/MultithreadedKMeans

Multi-threading K-Means in two different approaches to perform a runtime performance analysis between the single-threaded algorithm and my multi-threaded approaches.

Primary LanguageC++

Multi-threaded K-Means

Taking Naive K-Means and applying three methods of multithreading, with the intention to compare runtime between each method for CS 355.

  1. Single-threaded
  2. Multi-threaded Centroid Update (MTCU)
  3. Multi-threaded Workers Parallelization (MTWP)

Single-threaded K-Means

  1. Assign samples to a centroid
  2. Update the centroids coordinates to center of samples assigned.

Multi-threaded Centroid Update

This version multithreads the second step of K-Means.

  1. Assign samples to a centroid.
  2. Update centroid coordinates on threads.
  3. A barrier, to keep threads in sync.

image

Note: This method suffers from parent thread bottlenecking causing runtime performance to not be optimal.

Multi-threaded Workers Parallelization

This version implements paralellism by divvying both steps in algorithm to workers.
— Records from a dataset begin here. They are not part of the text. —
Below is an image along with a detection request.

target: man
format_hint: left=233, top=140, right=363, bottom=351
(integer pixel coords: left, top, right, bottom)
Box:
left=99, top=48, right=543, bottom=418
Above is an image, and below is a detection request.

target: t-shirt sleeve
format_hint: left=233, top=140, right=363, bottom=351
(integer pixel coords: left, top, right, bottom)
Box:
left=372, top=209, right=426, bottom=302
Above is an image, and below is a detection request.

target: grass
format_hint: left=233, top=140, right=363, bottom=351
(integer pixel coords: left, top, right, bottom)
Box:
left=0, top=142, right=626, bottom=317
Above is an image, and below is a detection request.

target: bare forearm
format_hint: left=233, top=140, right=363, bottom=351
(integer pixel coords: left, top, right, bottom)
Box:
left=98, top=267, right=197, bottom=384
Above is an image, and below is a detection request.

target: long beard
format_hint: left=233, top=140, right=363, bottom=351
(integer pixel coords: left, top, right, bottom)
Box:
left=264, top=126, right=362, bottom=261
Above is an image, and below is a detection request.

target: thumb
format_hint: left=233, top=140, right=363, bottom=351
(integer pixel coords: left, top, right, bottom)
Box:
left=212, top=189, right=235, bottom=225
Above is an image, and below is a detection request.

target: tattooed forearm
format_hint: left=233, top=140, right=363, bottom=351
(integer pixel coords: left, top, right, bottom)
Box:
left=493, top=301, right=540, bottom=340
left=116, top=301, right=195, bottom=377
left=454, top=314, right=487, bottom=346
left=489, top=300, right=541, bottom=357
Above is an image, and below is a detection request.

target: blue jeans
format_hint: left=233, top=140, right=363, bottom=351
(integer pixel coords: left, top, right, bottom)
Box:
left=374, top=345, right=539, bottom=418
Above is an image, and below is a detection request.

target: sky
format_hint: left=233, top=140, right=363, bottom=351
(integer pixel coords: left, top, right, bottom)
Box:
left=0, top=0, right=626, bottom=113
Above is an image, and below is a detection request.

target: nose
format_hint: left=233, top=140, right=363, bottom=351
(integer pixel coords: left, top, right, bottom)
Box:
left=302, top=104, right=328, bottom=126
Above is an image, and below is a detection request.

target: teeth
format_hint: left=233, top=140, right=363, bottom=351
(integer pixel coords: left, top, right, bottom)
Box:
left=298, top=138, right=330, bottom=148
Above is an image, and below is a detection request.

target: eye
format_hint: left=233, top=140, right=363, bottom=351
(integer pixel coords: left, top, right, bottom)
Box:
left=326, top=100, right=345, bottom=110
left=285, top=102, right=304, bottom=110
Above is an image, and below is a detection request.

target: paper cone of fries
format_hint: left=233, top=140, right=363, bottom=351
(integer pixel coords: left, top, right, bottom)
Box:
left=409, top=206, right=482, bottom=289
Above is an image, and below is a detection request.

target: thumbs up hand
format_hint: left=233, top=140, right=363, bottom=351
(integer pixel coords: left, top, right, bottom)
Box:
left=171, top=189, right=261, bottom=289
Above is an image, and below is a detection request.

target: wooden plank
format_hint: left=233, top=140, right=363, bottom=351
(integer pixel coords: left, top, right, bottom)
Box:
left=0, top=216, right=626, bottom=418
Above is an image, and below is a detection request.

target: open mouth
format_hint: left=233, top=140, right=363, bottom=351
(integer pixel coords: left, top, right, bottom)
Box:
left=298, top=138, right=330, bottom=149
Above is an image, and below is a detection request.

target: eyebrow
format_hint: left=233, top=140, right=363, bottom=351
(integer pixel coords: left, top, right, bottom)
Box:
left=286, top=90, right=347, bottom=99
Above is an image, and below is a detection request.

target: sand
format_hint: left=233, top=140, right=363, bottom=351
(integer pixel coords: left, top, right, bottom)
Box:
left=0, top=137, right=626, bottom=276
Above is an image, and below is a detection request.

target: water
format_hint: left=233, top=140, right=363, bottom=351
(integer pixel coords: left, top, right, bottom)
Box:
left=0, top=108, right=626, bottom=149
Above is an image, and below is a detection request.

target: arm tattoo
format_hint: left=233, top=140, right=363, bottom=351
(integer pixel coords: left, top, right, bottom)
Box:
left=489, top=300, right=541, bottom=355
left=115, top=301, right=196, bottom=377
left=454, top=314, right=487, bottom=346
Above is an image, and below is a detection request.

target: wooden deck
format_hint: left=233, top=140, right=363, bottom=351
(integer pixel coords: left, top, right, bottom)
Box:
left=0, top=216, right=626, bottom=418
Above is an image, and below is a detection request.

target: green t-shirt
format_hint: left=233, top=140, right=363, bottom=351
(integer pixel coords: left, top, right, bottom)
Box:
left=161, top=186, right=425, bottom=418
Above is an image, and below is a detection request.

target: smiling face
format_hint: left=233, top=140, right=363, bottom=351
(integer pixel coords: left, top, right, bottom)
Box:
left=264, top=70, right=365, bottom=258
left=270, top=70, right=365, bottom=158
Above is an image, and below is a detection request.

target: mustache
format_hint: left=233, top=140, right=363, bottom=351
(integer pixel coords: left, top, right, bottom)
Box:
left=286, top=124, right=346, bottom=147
  1. Delegates slices of the samples array to T worker threads, to assign to centroids.
  2. A barrier, to keep threads in sync.
  3. Delegates slices of centroids array to T worker threads, to update coordinates.
  4. A barrier, to keep threads in sync.

image

Usage

Make with provided makefile.

Five/Six Arguments:

  1. An integer specifying the type of threading:
    • 0 - Single
    • 1 - Parallel Centroid Update (MTCU)
    • 2 - Concurrent-Means (MTWP)
  • If and only if type == 2, supply number of threads, T, to use
  1. Number of Clusters, K
  2. Number of Samples, N
  3. Minimum of Random Values When Generating Samples On Fixed Seed
  4. Maximum of Random Values When Generating Samples On Fixed Seed

Example Usage using a Bash prompt:

Single threaded, 2 Clusters, 500 Samples, [-1000, 1000]

./multikmeans.exe 0 2 500 -1000 1000

MTCU, 4 Clusters, 500 Samples, [-1000, 1000]

./multikmeans.exe 1 4 500 -1000 1000

MTWP, 6 Threads, 6 Clusters, 500 Samples, [-1000, 1000]

./multikmeans.exe 2 6 6 500 -1000 1000

Example Data Collection Command Using Bash:

for j in {1000..20000..1000};
	do for i in {1..10};
		do time ./multikmeans.exe 2 10 10 ${j} -1000 1000; 
		echo ${j};
    done;
done